Positive Aging Admits Fast Asynchronous Plurality Consensus

TL;DR

This paper demonstrates that positive aging distributions enable fast asynchronous plurality consensus in distributed systems, significantly improving convergence times compared to synchronous models under certain initial bias conditions.

Contribution

It introduces a new asynchronous consensus algorithm that leverages positive aging distributions to achieve rapid agreement, extending prior synchronous results.

Findings

Consensus is achieved in O(log log_alpha k + log log n) time for most nodes.

Initial bias of at least sqrt(n) log n is sufficient for fast convergence.
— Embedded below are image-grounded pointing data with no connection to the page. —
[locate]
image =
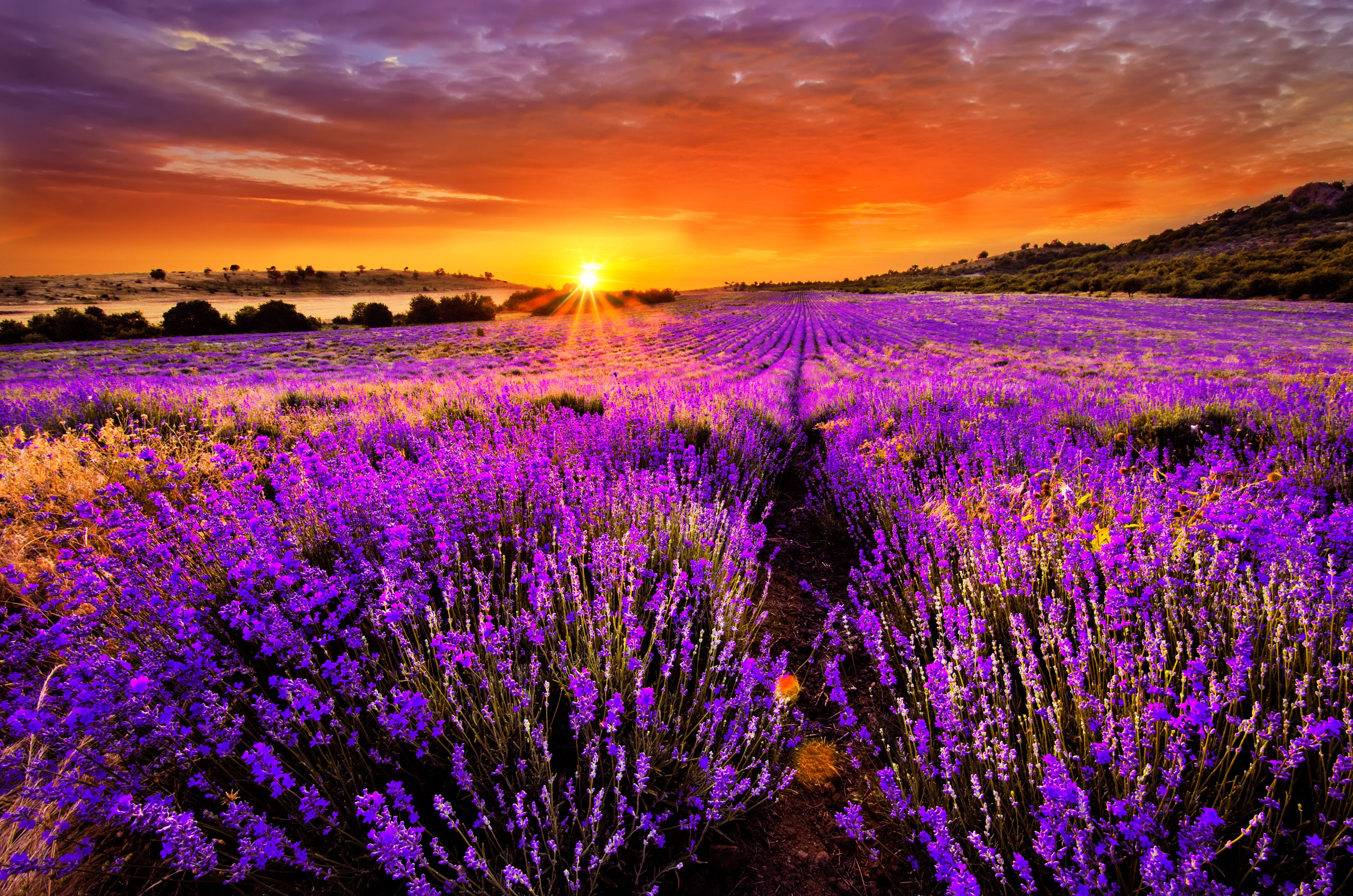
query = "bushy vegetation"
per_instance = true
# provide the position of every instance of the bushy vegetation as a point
(69, 325)
(195, 317)
(1291, 247)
Additional density conditions lead to even faster partial consensus.

Abstract

We study distributed plurality consensus among $n$ nodes, each of which initially holds one of $k$ opinions. The goal is to eventually agree on the initially dominant opinion. We consider an asynchronous communication model in which each node is equipped with a random clock. Whenever the clock of a node ticks, it may open communication channels to a constant number of other nodes, chosen uniformly at random or from a list of constantly many addresses acquired in previous steps. The tick rates and the delays for establishing communication channels (channel delays) follow some probability distribution. Once a channel is established, communication between nodes can be performed instantaneously. We consider distributions for the waiting times between ticks and channel delays that have constant mean and the so-called positive aging property. In this setting, asynchronous plurality consensus is fast: if the initial bias between the largest and second largest opinion is at least $\sqrt{n}\log n$, then after $O(\log\log_\alpha k\cdot\log k+\log\log n)$ time all but a $1/ \text{polylog } n$ fraction of nodes have the initial plurality opinion. Here $\alpha$ denotes the initial ratio between the largest and second largest opinion. After additional $O(\log n)$ steps all nodes have the same opinion w.h.p., and this result is tight. If additionally the distributions satisfy a certain density property, which is common in many well-known distributions, we show that consensus is reached in $O(\log \log_\alpha k + \log \log n)$ time for all but $n/\text{polylog } n$ nodes, w.h.p. This implies that for a large range of initial configurations partial consensus can be reached significantly faster in this asynchronous communication model than in the synchronous setting.